Wells Fargo Advisors has agreed to pay a $5 million penalty to settle allegations from the Securities and Exchange Commission that the firm failed to prevent one of its brokers from making insider trades based on non-public client information.
The charges relate to former Wells Fargo broker Waldyr Da Silva Prado Neto, a citizen of Brazil, who was charged with insider trading after misusing confidential information he learned from a client that Burger King Holdings Inc. was being acquired by a New York private-equity firm. The trades occurred in 2010.
The SEC
said that Wells Fargo, which has more than 15,000 advisers and over one million brokerage customer accounts, did not have proper procedures in place to recognize, report and address concerns that its advisers were engaged in illicit activity.

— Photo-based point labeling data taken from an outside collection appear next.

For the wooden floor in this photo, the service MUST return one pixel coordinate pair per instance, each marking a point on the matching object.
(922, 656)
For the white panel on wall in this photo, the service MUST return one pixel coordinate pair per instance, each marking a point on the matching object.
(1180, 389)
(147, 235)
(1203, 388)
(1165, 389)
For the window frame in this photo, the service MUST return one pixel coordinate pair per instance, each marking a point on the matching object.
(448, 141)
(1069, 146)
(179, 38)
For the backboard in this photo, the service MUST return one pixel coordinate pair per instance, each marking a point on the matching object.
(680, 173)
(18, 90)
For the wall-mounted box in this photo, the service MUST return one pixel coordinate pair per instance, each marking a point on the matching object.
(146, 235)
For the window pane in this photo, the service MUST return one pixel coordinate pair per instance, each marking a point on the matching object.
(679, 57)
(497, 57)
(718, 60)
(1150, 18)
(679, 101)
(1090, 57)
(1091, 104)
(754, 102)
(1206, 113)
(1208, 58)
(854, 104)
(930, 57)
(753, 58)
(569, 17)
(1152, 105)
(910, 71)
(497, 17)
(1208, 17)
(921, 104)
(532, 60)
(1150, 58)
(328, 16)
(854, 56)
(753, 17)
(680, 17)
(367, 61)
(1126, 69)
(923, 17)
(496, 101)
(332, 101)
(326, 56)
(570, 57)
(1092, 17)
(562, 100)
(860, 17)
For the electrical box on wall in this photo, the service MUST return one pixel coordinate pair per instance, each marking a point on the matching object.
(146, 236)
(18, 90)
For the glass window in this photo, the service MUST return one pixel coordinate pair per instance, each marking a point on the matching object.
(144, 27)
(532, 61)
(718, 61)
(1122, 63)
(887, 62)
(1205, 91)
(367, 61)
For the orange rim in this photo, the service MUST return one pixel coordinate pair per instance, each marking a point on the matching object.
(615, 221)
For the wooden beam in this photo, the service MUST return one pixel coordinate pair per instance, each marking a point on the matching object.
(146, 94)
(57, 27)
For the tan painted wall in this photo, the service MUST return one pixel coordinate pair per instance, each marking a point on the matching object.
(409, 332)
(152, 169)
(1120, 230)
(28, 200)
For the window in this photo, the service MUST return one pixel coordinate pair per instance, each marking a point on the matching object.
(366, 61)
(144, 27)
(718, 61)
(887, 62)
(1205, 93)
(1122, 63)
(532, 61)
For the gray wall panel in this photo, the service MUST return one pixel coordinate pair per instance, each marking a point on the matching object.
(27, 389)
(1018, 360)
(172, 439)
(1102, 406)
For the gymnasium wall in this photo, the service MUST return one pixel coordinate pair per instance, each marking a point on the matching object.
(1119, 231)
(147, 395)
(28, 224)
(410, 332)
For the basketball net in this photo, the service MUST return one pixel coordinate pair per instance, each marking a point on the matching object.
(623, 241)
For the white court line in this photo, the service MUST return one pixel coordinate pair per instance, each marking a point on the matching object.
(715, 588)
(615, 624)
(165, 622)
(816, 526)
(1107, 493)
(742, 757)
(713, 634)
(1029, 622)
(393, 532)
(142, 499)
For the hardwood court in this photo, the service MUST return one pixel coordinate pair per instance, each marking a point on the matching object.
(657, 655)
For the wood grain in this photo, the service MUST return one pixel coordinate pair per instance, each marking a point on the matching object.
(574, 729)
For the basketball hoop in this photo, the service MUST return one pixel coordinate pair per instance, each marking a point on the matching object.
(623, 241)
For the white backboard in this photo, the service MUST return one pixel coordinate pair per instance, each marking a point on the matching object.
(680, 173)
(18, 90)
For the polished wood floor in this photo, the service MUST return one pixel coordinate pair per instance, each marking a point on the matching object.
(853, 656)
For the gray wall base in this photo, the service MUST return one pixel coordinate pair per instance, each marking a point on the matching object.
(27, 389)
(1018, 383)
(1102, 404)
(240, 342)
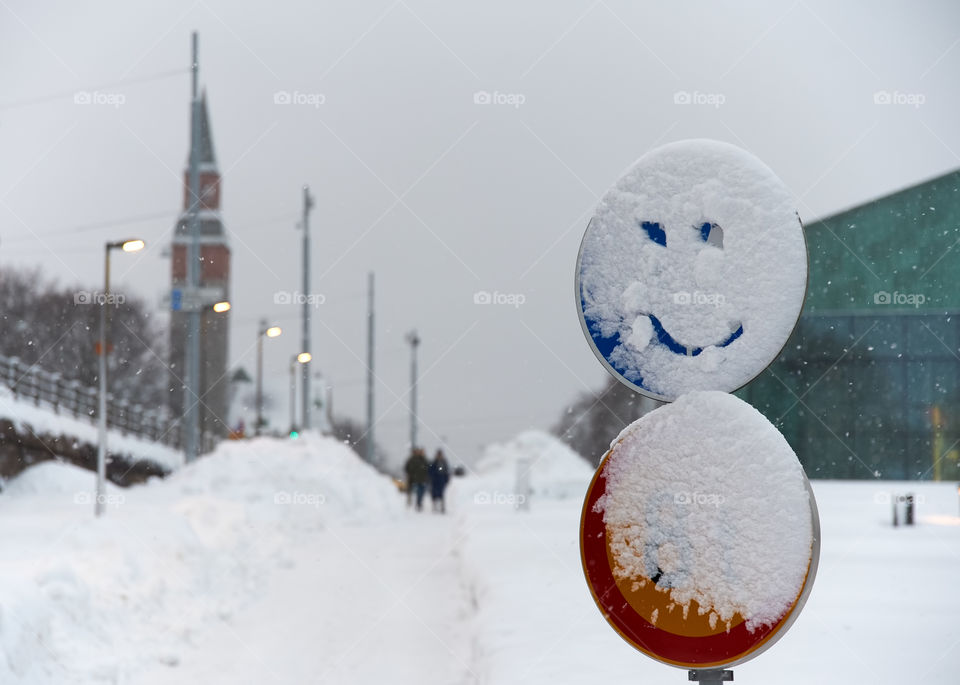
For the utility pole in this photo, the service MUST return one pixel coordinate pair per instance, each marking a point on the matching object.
(414, 341)
(370, 451)
(307, 301)
(191, 393)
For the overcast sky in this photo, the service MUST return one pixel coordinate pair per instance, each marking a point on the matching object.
(441, 196)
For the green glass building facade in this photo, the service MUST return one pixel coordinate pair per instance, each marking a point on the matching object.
(868, 385)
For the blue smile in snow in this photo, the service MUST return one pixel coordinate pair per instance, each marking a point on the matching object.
(664, 337)
(606, 345)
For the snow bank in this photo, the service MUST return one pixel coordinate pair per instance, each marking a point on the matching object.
(693, 270)
(553, 470)
(84, 600)
(42, 419)
(705, 498)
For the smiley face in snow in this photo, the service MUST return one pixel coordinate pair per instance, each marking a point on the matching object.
(692, 273)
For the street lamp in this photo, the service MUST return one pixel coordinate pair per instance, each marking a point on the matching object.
(218, 308)
(301, 358)
(263, 331)
(414, 341)
(127, 246)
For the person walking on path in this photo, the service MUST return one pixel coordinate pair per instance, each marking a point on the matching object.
(417, 469)
(439, 477)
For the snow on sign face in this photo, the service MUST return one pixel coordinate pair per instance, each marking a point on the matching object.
(692, 272)
(699, 534)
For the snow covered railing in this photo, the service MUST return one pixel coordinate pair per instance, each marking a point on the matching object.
(71, 396)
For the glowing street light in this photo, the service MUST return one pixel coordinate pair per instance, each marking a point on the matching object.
(127, 246)
(301, 358)
(263, 331)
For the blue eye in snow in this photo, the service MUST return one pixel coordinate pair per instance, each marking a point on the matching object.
(655, 232)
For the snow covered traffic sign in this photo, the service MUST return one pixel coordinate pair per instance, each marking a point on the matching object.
(699, 535)
(692, 273)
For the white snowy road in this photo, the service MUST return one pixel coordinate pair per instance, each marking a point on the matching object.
(274, 562)
(358, 604)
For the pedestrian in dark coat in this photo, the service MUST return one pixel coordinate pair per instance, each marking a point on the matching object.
(417, 469)
(439, 477)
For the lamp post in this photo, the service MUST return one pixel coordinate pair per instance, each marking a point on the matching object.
(221, 307)
(414, 341)
(263, 331)
(301, 358)
(127, 246)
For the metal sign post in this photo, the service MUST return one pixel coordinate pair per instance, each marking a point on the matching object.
(676, 294)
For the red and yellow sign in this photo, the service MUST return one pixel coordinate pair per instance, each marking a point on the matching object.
(645, 616)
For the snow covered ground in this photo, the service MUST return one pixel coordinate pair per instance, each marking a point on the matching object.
(293, 561)
(42, 419)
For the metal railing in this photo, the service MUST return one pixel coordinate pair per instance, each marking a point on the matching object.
(80, 401)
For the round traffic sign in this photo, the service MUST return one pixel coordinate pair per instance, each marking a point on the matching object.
(699, 534)
(693, 271)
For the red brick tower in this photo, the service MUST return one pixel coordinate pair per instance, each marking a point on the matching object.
(214, 287)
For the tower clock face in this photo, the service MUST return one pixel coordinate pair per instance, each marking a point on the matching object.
(210, 192)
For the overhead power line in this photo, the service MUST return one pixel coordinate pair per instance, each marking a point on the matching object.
(71, 93)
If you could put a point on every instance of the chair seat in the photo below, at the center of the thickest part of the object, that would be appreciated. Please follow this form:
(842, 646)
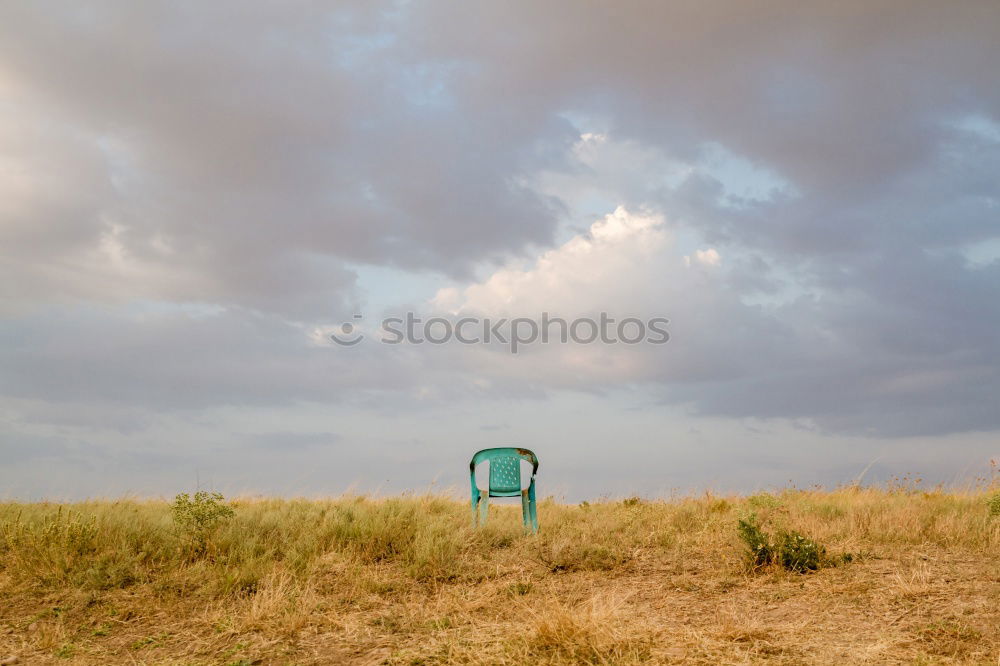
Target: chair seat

“The way in which the policies and procedures were designed caused Wells Fargo Advisors not to recognize several red flags that its representative was engaging in insider trading in Burger King securities,” the SEC said. “Although a compliance group at Wells Fargo Advisors reviewed this trading after an acquisition announcement, information about the trading was not shared with senior managers or other
compliance groups that were also aware of issues relating to the trading prior to the announcement.”
As part of the settlement, Wells Fargo Advisors admitted wrongdoing. Wells Fargo spokesman Anthony Mattera declined to comment.
Earlier this year, SEC also
ordered Mr. Prado to pay $5.6 million and froze his assets to prevent him from transferring profits outside the U.S.
The fine is the first-ever against a broker-dealer for failing to protect a client's material non-public information, the SEC said.
The SEC also said that Wells Fargo had unnecessarily delayed the investigation by holding back requested documents and altering another record before sending it to the SEC.
“Wells Fargo unreasonably delayed producing documents to the SEC's staff and altered a previously requested compliance document after the SEC charged a former Wells Fargo employee with insider trading,” said Daniel M. Hawke, chief of the SEC Enforcement Division's Market Abuse Unit. “The firm's actions improperly delayed our investigation, and the production of an altered document interfered with our search for the truth.”